La programación de la fiesta generó un frenesí en los socios del club, como en la población. Como sabemos, un pueblo que no baila genera un escenario triste y sin optimismo. Los auténticos tarapotinos, alegres y simplones, sabían y saben bailar. El saber bailar hizo de esta ciudad la urbe que es ahora: dinámica y pujante, aunque desordenada. El célebre comediante francés, Moliere, diría en una de sus obras que el baile es parte de la esencia de la vida: “Todas las desdichas

de los hombres, todos los errores de los políticos y las derrotas de los grandes capitanes sucede por no saber bailar”. Si nuestros alcaldes y gobernadores supieran bailar, nuestra región sería líder en el escenario nacional. No me imagino a don Walter Grundel Jiménez bailando “Mi cariñito”, del Sonido 2000 o “La danza del petrolero”, de Los Mirlos; ni a mi alcaldesa Lluni Perea Pinedo, bailando “Cholita falsa”, de “Los Invasores”, de Progreso, del gran Shanti. Me gustaría verlos.

Para el caso de la fiesta realizada por los huracanenses se formaron comisiones para todas las actividades. Y lo detallamos, sin mencionar nombres, como se describe en el acta de la sesión de esa fecha, acordándose que “socio que baile o no baile, pagará su entrada”. Las comisiones fueron: contratar la orquesta, administrar la cantina, confección de tickets, venta de tickets, propaganda e invitación, arreglar el salón de baile, contratar las lámparas Petromax, buscar la leña, cocineros, vendedores de sopa de gallina, principalmente. Una tremenda logística organizacional para que la fiesta sea exitosa.

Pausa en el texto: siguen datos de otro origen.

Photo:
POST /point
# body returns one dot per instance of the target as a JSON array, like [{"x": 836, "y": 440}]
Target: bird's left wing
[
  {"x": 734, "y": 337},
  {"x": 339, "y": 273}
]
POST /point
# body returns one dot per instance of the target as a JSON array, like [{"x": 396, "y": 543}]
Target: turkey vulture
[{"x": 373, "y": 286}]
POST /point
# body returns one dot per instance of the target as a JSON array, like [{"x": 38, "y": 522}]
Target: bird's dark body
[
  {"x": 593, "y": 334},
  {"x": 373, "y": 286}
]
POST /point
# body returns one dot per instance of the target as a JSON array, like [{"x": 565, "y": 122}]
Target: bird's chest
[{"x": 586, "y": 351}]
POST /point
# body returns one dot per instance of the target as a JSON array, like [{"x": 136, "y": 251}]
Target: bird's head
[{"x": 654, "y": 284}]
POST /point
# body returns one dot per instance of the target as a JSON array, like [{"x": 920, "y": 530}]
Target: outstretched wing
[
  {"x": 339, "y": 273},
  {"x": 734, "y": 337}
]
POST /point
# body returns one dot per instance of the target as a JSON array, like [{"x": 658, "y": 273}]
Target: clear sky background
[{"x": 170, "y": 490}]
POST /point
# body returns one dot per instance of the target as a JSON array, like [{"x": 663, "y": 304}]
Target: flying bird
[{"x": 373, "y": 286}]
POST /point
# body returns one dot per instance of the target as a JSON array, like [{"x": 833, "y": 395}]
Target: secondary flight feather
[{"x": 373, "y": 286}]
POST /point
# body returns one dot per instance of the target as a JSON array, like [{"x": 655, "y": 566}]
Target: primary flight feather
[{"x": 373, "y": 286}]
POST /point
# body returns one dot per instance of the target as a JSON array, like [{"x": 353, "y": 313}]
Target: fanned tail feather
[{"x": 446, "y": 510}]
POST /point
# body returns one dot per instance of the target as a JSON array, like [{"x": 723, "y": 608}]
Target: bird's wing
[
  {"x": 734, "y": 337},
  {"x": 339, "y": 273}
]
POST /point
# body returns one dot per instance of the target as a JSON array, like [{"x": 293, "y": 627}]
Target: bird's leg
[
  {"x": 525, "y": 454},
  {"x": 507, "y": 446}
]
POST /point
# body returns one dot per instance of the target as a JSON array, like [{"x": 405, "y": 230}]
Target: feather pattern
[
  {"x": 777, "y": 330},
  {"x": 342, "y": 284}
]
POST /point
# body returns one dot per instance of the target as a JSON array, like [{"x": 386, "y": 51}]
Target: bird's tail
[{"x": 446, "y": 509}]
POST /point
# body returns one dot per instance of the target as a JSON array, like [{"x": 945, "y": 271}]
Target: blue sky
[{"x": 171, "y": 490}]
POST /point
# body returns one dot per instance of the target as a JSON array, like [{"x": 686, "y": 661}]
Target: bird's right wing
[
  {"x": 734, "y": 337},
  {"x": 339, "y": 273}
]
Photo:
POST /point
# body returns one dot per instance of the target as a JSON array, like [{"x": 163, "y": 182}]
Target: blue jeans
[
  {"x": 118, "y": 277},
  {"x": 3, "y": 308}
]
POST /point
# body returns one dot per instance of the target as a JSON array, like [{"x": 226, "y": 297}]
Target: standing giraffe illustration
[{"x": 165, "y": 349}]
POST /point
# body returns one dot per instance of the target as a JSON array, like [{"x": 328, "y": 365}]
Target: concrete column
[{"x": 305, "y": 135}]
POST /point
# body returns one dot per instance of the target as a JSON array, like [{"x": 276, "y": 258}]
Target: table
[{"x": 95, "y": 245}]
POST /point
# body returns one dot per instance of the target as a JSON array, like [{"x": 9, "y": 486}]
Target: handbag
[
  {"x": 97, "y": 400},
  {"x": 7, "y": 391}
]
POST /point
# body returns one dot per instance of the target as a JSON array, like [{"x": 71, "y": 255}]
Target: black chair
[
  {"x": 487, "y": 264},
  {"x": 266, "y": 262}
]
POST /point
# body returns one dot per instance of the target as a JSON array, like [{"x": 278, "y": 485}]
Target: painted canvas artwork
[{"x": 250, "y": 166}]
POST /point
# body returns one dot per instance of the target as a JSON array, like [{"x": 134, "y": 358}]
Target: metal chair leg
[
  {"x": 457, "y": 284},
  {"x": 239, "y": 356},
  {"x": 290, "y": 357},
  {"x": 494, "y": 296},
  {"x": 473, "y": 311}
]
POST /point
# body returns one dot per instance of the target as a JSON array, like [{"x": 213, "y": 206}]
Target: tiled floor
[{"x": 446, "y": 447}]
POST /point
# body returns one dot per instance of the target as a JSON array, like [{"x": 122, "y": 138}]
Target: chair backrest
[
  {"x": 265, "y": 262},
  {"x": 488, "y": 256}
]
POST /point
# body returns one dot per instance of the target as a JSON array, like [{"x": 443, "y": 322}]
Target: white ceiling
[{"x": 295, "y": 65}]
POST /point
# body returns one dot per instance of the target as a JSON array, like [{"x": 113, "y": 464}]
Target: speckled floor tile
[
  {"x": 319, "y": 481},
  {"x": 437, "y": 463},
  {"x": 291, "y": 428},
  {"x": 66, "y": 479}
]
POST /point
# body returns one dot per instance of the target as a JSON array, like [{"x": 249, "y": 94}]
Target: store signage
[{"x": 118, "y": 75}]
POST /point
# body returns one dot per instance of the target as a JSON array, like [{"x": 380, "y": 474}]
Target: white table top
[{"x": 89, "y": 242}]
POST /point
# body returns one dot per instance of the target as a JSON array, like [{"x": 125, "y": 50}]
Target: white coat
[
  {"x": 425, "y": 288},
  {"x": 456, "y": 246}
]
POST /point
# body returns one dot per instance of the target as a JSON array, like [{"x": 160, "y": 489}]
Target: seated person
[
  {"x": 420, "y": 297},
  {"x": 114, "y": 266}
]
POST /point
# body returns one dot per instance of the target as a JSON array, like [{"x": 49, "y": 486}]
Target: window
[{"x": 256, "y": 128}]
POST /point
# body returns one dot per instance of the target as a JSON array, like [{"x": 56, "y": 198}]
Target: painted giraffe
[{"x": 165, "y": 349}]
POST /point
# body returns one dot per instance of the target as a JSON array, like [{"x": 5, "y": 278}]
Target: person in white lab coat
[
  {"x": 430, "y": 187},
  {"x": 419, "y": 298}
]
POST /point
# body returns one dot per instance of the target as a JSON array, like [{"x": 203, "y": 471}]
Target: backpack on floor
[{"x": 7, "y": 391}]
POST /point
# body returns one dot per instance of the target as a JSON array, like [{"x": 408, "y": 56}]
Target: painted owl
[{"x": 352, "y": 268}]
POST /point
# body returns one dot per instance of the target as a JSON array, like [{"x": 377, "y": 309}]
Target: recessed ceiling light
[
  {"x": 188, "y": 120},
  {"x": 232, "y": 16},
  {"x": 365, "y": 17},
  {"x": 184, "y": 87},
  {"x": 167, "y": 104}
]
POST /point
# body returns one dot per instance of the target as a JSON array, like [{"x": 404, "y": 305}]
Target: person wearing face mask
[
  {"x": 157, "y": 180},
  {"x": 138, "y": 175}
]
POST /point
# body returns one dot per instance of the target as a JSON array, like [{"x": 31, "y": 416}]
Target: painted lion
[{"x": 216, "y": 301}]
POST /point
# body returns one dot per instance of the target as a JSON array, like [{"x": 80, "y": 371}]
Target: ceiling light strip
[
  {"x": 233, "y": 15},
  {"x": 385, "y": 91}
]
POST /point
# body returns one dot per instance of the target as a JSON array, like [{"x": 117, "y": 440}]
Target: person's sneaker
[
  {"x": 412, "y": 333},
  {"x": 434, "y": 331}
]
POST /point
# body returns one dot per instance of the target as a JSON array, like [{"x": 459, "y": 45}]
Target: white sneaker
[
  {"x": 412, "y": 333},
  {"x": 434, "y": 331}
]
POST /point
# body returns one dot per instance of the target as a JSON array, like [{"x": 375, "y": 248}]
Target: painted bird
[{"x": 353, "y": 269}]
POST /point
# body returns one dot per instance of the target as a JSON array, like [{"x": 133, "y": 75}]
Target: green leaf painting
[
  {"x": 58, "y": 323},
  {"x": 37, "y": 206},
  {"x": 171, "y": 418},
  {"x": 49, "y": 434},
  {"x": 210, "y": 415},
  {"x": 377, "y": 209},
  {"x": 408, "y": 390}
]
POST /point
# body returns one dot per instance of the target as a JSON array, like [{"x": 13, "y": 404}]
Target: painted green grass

Después de un prolongado tiempo, recién el domingo 5 de setiembre se realiza una sesión especial para nombrar socios honorarios del club, y se invitan a Grimaldo Reátegui Wéninger (presidente honorario y futuro diputado), Juan Pablo Morí Mori, Julio Samaniego Paz, Washington Valdivieso Romero, Otto Tello Torres, Humberto del Águila Saavedra, Manuel Salomón Chú Chung. Faustino Purón, Alejandro Mainetto Reátegui. Dr. Arturo Falconí, Dr. Federico Kajat Chehade, Alfredo Rojas Valdivieso, entre otros. (Comunicando Bosque y Cultura).